In the first half of the twentieth century the world was presented with four fundamental forces, which provided the causal agent for all physical processes. These were gravitation, electromagnetism, and the strong and weak nuclear forces. The physics community became justifiably enamored with unifying these into a single force, or rather, in seeing them as manifestations of a single law governing the universe. The search for this law came to be referred to as the development of the unified field theory.

In the second half of the century, this quest ranked high in the priorities of the physics community. As a result, astounding progress was made in a relatively short time. The standard model, electroweak theory, the family of grand unified theories (GUTs), gauge theory, string theory, and M-brane theory were all developed. Each theory provided new insights and added new bricks in the road to the unified field theory.

However, either viewed individually or as a whole, these approaches do not bring us to the end of the road, to the unified field theory itself. This is not due to any readily apparent flaw. Rather, the approaches give an impression of incompleteness. One of them might rely too heavily on ad hoc inputs to be the right approach. Another might ignore one of the fundamental forces because it does not fit neatly into the mathematical framework.
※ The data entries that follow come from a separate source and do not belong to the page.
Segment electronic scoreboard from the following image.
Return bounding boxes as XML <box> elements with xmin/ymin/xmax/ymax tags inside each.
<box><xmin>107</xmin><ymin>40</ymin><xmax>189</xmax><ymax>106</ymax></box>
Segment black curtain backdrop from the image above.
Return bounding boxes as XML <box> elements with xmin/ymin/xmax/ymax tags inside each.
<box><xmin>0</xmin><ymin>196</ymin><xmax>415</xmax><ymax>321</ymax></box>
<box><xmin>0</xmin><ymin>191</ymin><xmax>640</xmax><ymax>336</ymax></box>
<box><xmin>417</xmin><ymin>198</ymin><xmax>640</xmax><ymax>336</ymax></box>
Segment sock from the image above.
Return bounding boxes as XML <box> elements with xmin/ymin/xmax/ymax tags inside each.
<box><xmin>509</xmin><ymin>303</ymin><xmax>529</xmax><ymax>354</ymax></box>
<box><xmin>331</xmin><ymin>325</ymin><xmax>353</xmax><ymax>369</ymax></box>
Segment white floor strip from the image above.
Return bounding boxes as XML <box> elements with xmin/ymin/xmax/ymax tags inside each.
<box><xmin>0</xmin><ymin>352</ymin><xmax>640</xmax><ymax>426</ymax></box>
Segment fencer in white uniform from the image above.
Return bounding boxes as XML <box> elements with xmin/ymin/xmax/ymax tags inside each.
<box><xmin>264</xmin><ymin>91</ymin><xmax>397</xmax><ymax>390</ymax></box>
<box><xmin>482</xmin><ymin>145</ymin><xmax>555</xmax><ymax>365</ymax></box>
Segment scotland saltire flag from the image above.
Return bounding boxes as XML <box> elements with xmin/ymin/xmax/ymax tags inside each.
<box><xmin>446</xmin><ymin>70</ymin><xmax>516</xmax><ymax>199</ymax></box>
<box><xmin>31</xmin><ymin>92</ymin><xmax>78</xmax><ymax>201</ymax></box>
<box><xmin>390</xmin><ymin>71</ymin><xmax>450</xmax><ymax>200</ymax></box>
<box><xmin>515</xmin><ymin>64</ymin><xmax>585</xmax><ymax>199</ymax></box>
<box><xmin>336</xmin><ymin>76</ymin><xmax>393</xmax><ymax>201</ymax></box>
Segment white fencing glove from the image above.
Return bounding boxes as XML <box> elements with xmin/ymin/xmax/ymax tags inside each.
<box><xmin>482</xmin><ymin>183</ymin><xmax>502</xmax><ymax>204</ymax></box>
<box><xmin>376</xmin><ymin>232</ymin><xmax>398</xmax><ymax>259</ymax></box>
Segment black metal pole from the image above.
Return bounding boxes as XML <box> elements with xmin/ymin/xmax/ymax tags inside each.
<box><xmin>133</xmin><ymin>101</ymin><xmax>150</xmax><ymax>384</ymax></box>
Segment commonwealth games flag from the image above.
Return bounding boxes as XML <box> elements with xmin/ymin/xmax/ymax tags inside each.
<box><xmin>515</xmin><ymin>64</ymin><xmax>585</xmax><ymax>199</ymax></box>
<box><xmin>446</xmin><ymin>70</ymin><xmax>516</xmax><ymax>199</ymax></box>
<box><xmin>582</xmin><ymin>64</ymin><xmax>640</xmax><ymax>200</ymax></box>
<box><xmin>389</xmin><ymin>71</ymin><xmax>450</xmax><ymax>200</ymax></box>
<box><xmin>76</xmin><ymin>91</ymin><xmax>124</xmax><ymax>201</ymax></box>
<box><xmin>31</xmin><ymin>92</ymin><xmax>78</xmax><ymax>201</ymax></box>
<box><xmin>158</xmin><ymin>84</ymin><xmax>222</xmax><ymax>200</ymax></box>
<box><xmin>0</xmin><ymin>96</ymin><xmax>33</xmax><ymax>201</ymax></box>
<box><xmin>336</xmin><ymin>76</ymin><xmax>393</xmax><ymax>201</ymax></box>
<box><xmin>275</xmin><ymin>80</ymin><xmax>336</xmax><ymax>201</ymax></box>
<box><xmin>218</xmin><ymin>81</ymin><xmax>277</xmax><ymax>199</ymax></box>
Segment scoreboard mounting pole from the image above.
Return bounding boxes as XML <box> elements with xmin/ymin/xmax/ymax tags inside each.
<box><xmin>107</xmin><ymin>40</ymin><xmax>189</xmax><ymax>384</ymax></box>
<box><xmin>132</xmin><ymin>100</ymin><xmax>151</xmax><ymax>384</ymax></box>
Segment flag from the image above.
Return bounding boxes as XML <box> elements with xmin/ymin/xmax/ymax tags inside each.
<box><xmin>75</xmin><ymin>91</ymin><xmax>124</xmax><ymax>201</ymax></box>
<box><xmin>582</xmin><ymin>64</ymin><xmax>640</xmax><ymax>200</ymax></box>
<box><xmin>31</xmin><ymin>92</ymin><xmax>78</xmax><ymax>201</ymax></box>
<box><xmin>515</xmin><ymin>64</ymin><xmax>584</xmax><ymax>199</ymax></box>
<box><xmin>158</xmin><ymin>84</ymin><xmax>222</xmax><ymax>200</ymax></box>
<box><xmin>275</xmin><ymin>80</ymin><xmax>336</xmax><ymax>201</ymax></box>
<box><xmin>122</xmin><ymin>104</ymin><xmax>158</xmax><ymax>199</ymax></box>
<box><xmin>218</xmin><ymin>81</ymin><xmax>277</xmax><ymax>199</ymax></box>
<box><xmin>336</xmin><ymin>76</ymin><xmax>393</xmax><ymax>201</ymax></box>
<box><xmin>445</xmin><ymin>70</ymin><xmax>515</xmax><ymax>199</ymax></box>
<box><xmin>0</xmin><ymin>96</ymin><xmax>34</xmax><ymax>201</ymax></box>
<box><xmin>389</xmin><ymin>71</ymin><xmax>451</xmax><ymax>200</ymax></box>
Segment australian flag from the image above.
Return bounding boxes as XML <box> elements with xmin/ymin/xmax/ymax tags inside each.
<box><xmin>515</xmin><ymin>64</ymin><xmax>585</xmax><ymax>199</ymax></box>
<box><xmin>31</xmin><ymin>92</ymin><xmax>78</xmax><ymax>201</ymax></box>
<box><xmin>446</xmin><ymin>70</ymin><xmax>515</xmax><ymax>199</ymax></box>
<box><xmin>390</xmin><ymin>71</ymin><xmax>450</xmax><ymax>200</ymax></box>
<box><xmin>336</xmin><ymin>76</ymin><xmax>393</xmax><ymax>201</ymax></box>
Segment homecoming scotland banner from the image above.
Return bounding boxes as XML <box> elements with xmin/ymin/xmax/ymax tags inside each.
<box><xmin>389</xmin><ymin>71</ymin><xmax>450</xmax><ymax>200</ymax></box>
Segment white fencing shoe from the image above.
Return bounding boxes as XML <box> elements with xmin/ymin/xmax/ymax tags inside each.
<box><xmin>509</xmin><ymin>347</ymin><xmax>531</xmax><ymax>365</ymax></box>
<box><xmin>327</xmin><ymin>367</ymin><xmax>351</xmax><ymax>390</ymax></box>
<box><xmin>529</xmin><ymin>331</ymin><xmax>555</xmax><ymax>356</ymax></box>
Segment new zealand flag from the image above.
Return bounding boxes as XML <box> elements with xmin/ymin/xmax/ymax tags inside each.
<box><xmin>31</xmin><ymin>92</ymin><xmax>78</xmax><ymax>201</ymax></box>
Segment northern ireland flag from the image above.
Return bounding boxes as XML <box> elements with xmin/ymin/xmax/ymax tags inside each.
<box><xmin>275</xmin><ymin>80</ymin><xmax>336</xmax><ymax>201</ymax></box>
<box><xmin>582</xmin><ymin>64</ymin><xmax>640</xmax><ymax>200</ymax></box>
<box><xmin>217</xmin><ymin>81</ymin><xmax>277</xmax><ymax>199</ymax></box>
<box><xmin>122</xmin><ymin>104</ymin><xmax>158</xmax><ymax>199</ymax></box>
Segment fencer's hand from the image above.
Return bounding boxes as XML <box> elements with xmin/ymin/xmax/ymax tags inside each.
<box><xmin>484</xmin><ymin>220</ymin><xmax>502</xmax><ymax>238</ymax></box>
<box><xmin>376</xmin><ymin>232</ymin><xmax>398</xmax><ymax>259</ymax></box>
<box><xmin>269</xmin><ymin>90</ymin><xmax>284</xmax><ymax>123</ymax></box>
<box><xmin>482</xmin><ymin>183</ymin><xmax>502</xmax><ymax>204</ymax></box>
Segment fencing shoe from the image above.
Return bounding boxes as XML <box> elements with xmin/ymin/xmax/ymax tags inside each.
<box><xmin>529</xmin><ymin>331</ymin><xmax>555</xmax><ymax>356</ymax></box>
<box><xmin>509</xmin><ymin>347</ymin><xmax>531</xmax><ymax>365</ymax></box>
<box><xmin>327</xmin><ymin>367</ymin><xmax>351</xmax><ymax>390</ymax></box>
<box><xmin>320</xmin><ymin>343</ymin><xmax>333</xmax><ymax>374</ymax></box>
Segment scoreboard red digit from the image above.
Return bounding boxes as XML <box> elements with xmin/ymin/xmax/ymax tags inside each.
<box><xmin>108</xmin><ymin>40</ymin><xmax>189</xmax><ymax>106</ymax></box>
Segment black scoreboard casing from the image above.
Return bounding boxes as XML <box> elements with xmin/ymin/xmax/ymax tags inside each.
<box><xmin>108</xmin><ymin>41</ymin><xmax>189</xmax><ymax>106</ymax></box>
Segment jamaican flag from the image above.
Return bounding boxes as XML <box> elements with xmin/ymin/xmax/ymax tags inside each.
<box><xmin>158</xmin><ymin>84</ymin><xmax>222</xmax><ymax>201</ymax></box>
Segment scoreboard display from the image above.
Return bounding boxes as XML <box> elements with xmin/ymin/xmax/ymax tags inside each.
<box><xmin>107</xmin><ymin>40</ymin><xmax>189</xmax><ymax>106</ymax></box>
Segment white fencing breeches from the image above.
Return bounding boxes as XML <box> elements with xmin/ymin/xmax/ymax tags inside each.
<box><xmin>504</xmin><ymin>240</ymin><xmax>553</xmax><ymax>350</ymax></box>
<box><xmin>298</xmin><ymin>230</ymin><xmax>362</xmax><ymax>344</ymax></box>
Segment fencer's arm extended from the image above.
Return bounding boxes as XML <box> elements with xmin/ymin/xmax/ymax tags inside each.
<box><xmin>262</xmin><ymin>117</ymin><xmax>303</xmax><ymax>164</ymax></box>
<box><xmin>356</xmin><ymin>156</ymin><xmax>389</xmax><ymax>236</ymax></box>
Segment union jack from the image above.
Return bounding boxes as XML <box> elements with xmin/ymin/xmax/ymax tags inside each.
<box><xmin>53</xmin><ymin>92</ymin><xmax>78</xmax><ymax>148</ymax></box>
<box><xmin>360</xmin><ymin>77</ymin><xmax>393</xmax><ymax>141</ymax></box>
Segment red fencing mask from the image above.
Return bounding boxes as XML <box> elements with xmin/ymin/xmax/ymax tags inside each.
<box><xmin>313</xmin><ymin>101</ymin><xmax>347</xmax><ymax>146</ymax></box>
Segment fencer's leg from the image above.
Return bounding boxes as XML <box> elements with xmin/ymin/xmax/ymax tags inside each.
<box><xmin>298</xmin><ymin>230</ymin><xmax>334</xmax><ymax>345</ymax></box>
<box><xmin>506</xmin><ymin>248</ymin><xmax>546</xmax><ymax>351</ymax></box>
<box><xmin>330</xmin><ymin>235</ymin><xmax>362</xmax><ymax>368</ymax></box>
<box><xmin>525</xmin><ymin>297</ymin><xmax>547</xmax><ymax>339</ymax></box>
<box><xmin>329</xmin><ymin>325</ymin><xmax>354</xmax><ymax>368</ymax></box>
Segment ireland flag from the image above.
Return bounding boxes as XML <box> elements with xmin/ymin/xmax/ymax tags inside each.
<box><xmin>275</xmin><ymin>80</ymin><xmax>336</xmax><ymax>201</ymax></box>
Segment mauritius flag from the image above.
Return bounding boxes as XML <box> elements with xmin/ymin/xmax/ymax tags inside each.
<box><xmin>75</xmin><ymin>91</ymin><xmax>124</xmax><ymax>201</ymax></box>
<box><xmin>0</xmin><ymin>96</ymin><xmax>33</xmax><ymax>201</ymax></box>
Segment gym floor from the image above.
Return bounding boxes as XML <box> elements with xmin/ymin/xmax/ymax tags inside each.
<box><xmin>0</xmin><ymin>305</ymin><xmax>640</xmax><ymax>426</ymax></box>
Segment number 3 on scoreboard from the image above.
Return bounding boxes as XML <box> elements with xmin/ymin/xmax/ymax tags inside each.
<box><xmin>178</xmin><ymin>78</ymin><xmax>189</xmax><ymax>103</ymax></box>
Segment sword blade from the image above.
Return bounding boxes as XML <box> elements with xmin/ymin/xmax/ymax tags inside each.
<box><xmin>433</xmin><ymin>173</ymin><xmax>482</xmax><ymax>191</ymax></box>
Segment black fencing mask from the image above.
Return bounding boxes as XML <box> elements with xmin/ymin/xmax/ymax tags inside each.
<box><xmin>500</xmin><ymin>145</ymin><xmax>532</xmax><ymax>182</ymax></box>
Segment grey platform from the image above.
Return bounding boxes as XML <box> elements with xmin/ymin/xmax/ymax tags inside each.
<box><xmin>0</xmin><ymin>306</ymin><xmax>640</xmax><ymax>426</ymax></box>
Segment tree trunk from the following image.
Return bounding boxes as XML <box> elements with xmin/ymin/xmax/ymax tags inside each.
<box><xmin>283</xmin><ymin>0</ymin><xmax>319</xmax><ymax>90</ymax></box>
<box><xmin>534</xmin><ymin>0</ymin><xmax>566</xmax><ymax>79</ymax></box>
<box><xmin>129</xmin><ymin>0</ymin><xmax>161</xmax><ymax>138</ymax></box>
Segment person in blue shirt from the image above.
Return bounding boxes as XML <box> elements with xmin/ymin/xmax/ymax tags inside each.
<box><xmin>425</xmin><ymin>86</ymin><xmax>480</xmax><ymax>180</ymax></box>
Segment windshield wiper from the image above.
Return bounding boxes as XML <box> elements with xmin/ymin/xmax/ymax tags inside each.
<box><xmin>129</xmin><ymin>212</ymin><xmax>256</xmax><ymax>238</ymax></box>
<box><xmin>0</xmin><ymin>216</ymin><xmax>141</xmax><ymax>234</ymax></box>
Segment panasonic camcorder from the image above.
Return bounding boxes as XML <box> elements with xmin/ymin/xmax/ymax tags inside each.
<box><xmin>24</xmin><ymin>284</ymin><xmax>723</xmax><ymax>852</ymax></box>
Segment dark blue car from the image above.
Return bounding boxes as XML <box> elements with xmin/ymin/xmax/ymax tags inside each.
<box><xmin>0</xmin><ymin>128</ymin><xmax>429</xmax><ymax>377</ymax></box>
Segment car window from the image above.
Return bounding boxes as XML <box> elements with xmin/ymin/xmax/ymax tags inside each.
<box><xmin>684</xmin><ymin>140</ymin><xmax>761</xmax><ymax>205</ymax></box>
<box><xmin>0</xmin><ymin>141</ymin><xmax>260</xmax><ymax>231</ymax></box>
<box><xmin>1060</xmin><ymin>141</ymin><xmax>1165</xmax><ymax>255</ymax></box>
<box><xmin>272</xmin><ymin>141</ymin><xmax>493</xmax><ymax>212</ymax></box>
Still another might be conceptually elegant, but mathematically so intractable that it fails to provide any testable results.

The approach originally conceived by Douglas Pinnow, then developed and presented here by Pinnow and Miller, is another brick along the yellow brick road to the unified field theory. In my opinion, however, it is a very big brick indeed, and it represents a giant step forward. It is fundamentally different from other approaches: It is conceptually simpler. It does not invent new entities to explain the universe. It is mathematically tractable. And its predictions should be testable in the near future.

Pinnow and Miller call their approach the resonance model. This is an appropriate name, as the model describes unification within the framework of a spectrum of electromagnetic standing waves. This conception, both simple and beautiful, is able to determine the masses and charges of known particles with amazing accuracy. It combines all four forces, and explains the elusive nature of electronic charge as a ‘twist’ in the resonating wave, a twist easily identified with a fifth dimension proposed nearly eighty years ago to explain electromagnetism in the context of general relativity.

The resonance model sets up ready tests for verification in the near future. If it is correct, do not expect to see the anticipated zoo of particles predicted by the standard model at masses just above one thousand GeV. They do not exist. If the resonance model is correct, the magnetic moment of the Σ0 particle is negative, not positive as predicted by the standard model. Both of these tests should be within the reach of experimental physics within a decade. Researchers at CERN and Fermilab, take note.

I congratulate Pinnow and Miller. In my opinion they have a well deserved place at the Round Table of the Knights of the Unified Field Theory.